How many acres of corn are needed in 2013?
Under the scenario outlined here, consumption of U.S. corn during the 2013-14 marketing year would total 12.79 billion bushels. With beginning stocks of 647 million bushels as currently projected by the USDA, imports of 15 million bushels, and ending stocks of 1.279 billion bushels (10 percent of consumption), the 2013 crop would need to be a record 13.407 billion bushels. How many acres of corn would need to be planted to produce 13.407 billion bushels of corn? Acreage harvested for grain differs from planted acreage by the magnitude of acres harvested for silage and the magnitude of abandoned acres. In the past 10 years, that difference has ranged from 6.662 million acres (2005) to 9.225 million acres in the current drought year. The average difference in the 9 years prior to 2012 was 7.256 million acres. A forecast of 7.25 million is used for 2013.

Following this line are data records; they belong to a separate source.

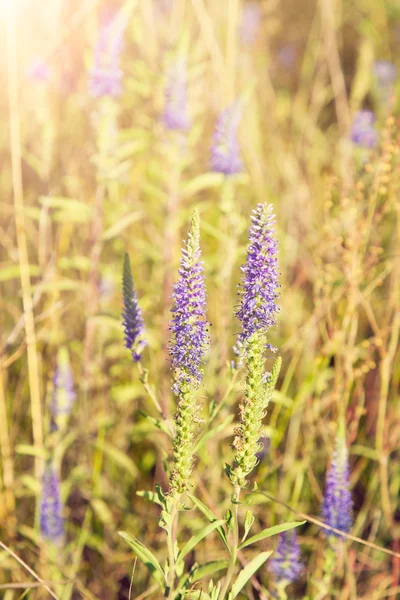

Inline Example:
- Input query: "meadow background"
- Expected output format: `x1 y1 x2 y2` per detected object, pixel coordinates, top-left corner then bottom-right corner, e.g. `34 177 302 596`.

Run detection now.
0 0 400 600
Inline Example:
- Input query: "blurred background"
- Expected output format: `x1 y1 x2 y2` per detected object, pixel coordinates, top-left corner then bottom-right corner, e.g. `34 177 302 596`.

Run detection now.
0 0 400 600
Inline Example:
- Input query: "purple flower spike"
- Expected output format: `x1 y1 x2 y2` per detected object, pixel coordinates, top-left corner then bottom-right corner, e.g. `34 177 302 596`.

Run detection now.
89 16 124 98
211 103 243 175
40 463 64 544
350 110 378 148
322 434 353 537
50 348 76 419
235 204 279 354
122 254 147 362
26 56 50 83
268 529 303 584
163 60 190 131
372 60 397 88
169 210 210 394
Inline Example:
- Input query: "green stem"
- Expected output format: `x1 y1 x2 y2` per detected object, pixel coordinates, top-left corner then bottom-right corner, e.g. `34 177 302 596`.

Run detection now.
220 485 240 600
165 498 178 600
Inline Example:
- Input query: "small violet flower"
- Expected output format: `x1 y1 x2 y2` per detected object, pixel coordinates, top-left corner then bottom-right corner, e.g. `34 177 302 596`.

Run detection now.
235 204 279 354
122 254 147 362
40 463 64 544
26 56 51 83
163 60 190 131
350 110 378 148
268 529 303 584
322 433 353 537
211 103 243 175
89 20 124 98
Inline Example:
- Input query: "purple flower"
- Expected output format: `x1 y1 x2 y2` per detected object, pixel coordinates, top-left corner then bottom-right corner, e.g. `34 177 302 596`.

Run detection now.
163 60 190 131
169 210 210 393
50 348 76 418
372 60 397 88
350 110 378 148
268 529 303 583
40 463 64 544
26 56 50 83
122 254 147 362
322 435 353 537
235 204 279 354
239 2 261 44
211 103 243 175
89 20 125 98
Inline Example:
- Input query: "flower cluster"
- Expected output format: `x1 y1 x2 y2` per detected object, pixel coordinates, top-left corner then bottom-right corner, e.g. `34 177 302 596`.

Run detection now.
211 103 243 175
163 60 190 131
122 254 146 362
40 462 64 544
89 20 124 98
235 204 279 353
322 433 353 537
268 529 303 583
350 110 378 148
169 211 210 496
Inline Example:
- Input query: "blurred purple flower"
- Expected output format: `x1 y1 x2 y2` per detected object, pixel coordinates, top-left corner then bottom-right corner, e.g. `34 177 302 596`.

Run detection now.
163 59 190 131
50 348 76 418
372 60 397 88
122 254 147 362
322 435 353 537
169 210 210 393
239 2 261 44
350 110 378 148
211 103 243 175
89 19 125 98
268 529 303 583
40 463 64 544
26 56 51 83
235 204 279 354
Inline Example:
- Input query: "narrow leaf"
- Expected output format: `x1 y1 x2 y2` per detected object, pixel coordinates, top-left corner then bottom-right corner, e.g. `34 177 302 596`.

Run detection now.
239 521 305 550
176 519 225 564
229 550 272 600
118 531 166 590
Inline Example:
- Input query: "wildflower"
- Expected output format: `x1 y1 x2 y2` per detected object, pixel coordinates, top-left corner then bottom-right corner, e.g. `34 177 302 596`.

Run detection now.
122 254 147 362
163 60 190 131
40 462 64 544
89 16 124 98
230 204 281 487
350 110 378 148
26 56 50 83
50 348 76 418
169 211 210 495
169 211 210 387
211 104 243 175
268 529 303 583
372 60 397 88
239 2 261 44
235 204 279 353
322 428 353 537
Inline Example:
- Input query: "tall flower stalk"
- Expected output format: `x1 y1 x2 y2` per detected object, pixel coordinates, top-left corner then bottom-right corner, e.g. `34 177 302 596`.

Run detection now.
221 204 281 600
163 210 210 598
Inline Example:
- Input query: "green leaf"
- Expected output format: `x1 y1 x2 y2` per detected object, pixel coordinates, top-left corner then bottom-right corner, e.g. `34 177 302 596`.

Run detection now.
189 560 229 583
229 550 272 600
238 521 305 550
176 519 225 564
187 494 230 552
118 531 166 590
242 510 254 544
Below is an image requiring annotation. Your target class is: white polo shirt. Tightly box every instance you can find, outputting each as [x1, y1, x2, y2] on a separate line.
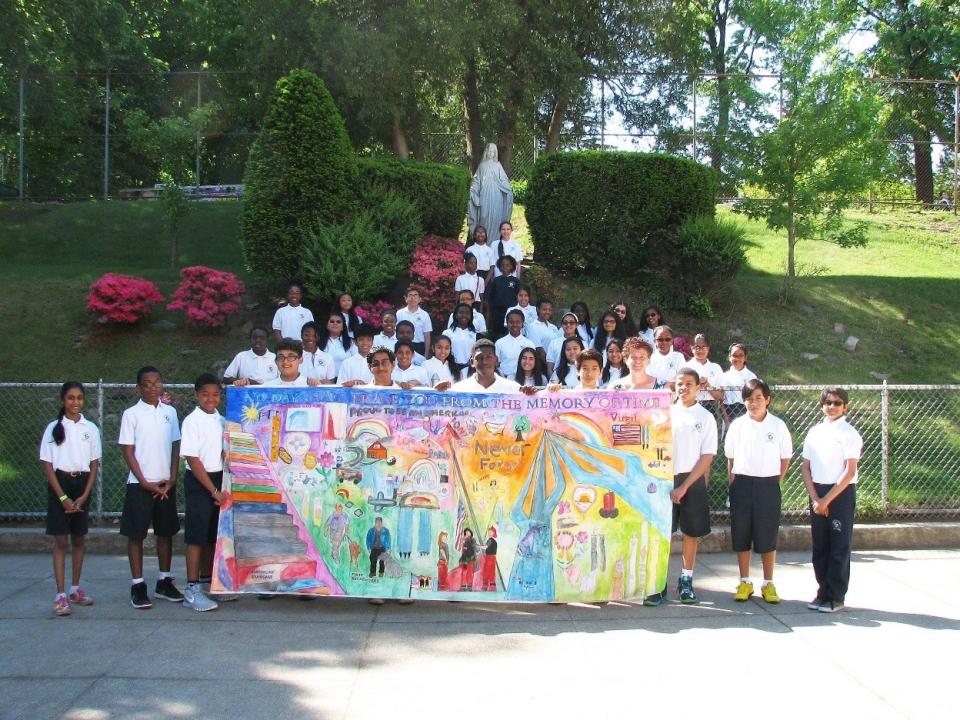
[337, 353, 373, 385]
[720, 365, 757, 405]
[261, 372, 310, 387]
[223, 350, 279, 384]
[803, 417, 863, 485]
[523, 318, 563, 351]
[40, 415, 102, 472]
[308, 345, 342, 380]
[373, 333, 397, 350]
[680, 358, 723, 402]
[723, 412, 793, 477]
[447, 310, 487, 332]
[117, 400, 180, 485]
[503, 305, 537, 334]
[496, 334, 537, 377]
[180, 407, 223, 472]
[647, 350, 687, 383]
[490, 240, 523, 277]
[273, 305, 313, 340]
[397, 307, 433, 342]
[670, 403, 716, 475]
[453, 272, 484, 301]
[452, 373, 520, 393]
[443, 328, 477, 365]
[390, 362, 430, 387]
[422, 358, 465, 387]
[466, 243, 496, 275]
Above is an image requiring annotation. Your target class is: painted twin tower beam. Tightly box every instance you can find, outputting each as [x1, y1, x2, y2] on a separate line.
[212, 387, 673, 602]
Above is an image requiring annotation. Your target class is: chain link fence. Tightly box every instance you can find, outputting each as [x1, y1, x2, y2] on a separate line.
[0, 383, 960, 521]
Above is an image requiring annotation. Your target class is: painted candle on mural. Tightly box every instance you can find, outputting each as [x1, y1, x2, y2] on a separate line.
[212, 387, 673, 602]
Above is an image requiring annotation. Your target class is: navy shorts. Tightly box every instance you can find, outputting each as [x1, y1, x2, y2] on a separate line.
[673, 473, 710, 537]
[730, 475, 780, 553]
[183, 468, 223, 545]
[120, 483, 180, 540]
[47, 470, 90, 535]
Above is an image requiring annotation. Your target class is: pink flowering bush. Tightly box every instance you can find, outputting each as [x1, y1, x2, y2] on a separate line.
[357, 300, 394, 330]
[410, 235, 463, 322]
[87, 273, 164, 324]
[167, 265, 246, 327]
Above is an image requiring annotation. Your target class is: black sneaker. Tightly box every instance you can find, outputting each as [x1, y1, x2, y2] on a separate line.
[677, 575, 700, 605]
[130, 583, 153, 610]
[153, 577, 183, 602]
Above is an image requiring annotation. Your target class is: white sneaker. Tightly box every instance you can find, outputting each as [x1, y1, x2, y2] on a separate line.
[183, 585, 218, 612]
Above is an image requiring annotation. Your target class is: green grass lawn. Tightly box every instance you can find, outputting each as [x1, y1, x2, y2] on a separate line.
[0, 202, 960, 516]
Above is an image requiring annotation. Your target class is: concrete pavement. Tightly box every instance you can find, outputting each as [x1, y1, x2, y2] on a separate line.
[0, 550, 960, 720]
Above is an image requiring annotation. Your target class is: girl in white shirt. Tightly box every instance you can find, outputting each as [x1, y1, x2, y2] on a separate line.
[317, 308, 357, 377]
[40, 381, 102, 617]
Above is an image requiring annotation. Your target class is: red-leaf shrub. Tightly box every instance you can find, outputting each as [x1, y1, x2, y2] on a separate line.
[410, 235, 463, 323]
[357, 300, 394, 330]
[87, 273, 164, 323]
[167, 265, 246, 327]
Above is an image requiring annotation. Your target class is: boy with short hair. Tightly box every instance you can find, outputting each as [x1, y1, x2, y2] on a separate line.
[263, 338, 310, 387]
[397, 287, 433, 359]
[801, 387, 863, 613]
[180, 373, 223, 612]
[337, 323, 374, 387]
[118, 365, 183, 609]
[373, 310, 397, 352]
[656, 367, 717, 605]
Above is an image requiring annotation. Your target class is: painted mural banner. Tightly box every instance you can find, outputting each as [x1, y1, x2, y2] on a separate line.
[211, 387, 673, 602]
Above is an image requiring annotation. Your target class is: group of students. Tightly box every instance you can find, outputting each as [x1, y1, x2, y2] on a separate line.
[40, 272, 862, 616]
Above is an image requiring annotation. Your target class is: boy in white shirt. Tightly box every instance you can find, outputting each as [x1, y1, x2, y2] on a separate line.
[802, 387, 863, 613]
[273, 283, 313, 340]
[300, 321, 337, 386]
[223, 326, 277, 385]
[496, 310, 536, 377]
[392, 340, 430, 390]
[118, 365, 183, 609]
[453, 252, 485, 302]
[647, 325, 687, 390]
[258, 338, 308, 387]
[643, 367, 717, 605]
[723, 380, 793, 603]
[397, 288, 433, 358]
[337, 323, 374, 387]
[180, 373, 223, 612]
[373, 310, 397, 352]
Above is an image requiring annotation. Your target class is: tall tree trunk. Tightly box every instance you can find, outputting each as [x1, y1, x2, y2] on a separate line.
[546, 92, 570, 152]
[912, 128, 933, 205]
[463, 56, 483, 173]
[393, 110, 410, 160]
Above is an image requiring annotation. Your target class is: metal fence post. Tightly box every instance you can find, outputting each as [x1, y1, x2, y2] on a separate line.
[94, 378, 105, 523]
[880, 380, 890, 516]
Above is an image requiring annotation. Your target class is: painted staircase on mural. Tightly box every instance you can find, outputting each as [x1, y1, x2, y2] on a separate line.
[222, 430, 330, 594]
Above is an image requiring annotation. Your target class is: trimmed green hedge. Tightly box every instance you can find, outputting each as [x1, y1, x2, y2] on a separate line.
[526, 151, 717, 277]
[242, 70, 357, 279]
[357, 157, 470, 237]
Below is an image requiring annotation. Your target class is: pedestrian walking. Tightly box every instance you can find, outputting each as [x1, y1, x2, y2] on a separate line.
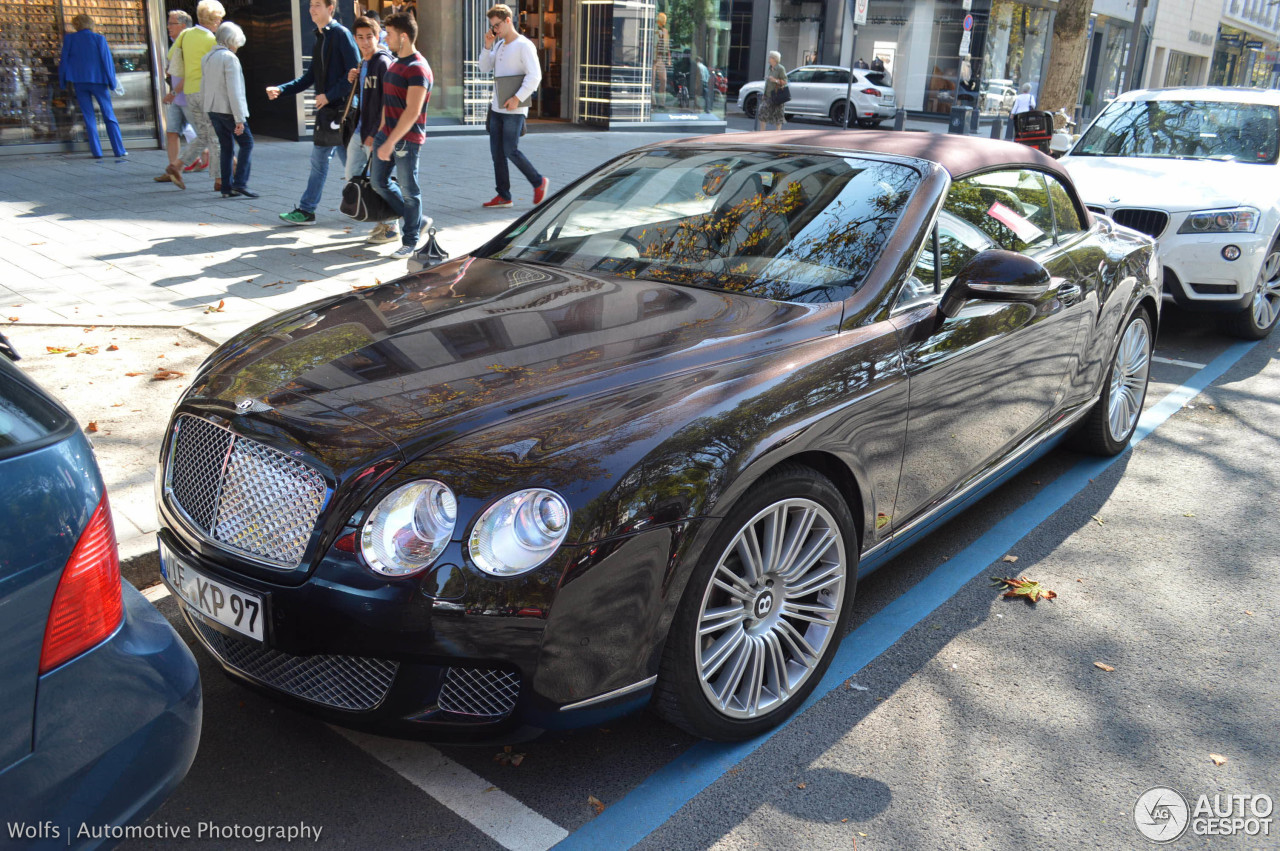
[346, 15, 399, 244]
[266, 0, 360, 225]
[369, 12, 434, 257]
[201, 22, 257, 198]
[758, 50, 787, 131]
[1009, 83, 1036, 116]
[480, 3, 550, 207]
[152, 9, 200, 183]
[58, 14, 128, 160]
[165, 0, 227, 192]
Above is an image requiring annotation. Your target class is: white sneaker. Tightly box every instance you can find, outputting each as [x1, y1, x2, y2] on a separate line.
[365, 221, 399, 246]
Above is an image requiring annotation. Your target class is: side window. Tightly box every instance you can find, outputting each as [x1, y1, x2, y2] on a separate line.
[942, 169, 1053, 253]
[897, 210, 998, 307]
[1044, 174, 1088, 239]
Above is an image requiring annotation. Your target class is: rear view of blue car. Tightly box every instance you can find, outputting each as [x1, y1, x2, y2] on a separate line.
[0, 334, 202, 848]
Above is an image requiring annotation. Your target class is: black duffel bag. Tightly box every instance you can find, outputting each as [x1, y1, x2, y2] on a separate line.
[338, 156, 399, 221]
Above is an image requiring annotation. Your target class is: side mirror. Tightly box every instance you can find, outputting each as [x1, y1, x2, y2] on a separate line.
[938, 248, 1051, 319]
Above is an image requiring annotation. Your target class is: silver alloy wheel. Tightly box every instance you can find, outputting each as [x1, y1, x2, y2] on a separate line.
[1253, 250, 1280, 330]
[694, 498, 849, 719]
[1107, 319, 1151, 441]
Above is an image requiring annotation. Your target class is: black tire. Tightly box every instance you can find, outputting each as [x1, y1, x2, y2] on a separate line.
[1225, 239, 1280, 340]
[1074, 307, 1155, 456]
[653, 465, 859, 741]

Needed acreage, then, depends on the expectation of the average corn yield in 2013. We start with an expectation of trend yield. Trend yield can be calculated in a number of ways. We use the period from 1960 through 2012 to calculate trend yield for 2013. However, we use a crop weather model to adjust actual yields during that period for varying weather conditions and calculate a linear trend of those adjusted yields. For 2013, that trend calculation will be near 162 bushels. If the average yield is at that level, 90.01 million acres of corn would need to be planted in 2013. The actual average yield will depend on the nature of the growing season, with poor weather likely to reduce the average below trend by more than good weather would increase the average yield above trend. Here, we consider an average yield 10 bushels below trend and an average yield 5 bushels above trend. Under the low yield scenario, planted acreage would need to total 95.45 million acres and under the high yield scenario acreage would need to total only 87.53 million.
The job of the corn market is to motivate the "correct" magnitude of planted acreage in 2013. To that end, the market will continue to assess demand prospects and prospects for the 2013 growing season. It is problematic, of course, that acreage decisions have to be made before either demand or growing season weather is known. Given the yield shortfalls of 2011 and 2012 and on-going drought conditions in much of the U.S., the market may need to reflect expectations of a below-trend yield in 2013. The current price of December 2013 corn futures, near $6.25 per bushel, is consistent with this scenario. It is important to recognize that even under this scenario planted acreage will not need to exceed that of 2012 unless demand is stronger than currently anticipated or historically large yield concerns persist into the spring.